We begin training our model by picking one of its input languages at random and training it to classify query-product pairs in just that language. This initializes the classifier’s settings to values that should be useful for query-product matching.
Dual objectives
Training proceeds through a series of epochs. In each epoch, we train the model end to end — encoders and classifier — on annotated sample queries in each of its input languages. But each epoch also includes an output alignment phase, to ensure that the outputs of encoders tailored to different languages share a representational space.
For that phase, we construct two sets of cross-lingual mappings for every language pair in our training data. One mapping is for products, and the other is for queries. Product mappings simply correlate the titles of products cross-listed in both languages. Query mappings align queries in different languages that resulted in the purchase of the same cross-listed product.
During the output alignment phase, we train the encoders to minimize the distance in the representational space between their respective encodings of titles and queries.
Alternating between end-to-end training and encoder alignment ensures that the network doesn’t prioritize one objective at the expense of the other. In fact, our hypothesis was that the objectives should reinforce each other, as they enable the network to better generalize its training results across languages.

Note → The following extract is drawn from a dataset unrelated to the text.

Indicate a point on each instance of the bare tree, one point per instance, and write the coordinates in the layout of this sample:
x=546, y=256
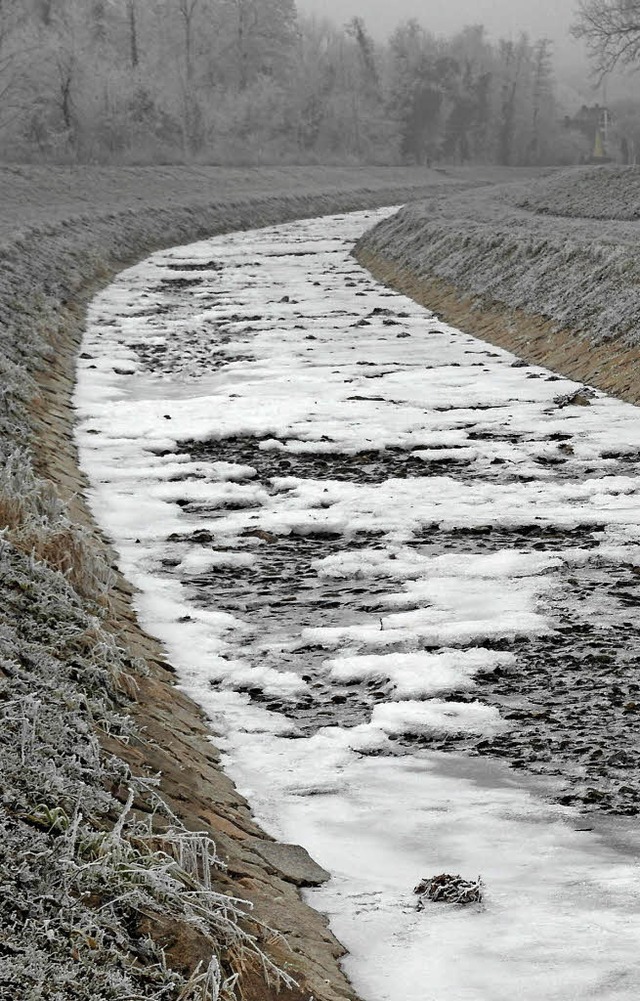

In principle, training could proceed for any number of epochs, but we found that we got strong results after as few as 15 or 20 epochs. In our experiments, we trained 10 different bilingual models (five languages, each of which was paired with the other four), 10 different trilingual models, and one pentalingual model.
There were a few exceptions, but for the most part, adding languages to the model improved its performance on any one language, and the pentalingual model outperformed all the monolingual models, sometimes quite dramatically. Our results suggest that multilingual models should deliver more consistently satisfying shopping results to our customers. In ongoing work, we are continuing to explore the power of multitask learning to improve our customers’ shopping experiences.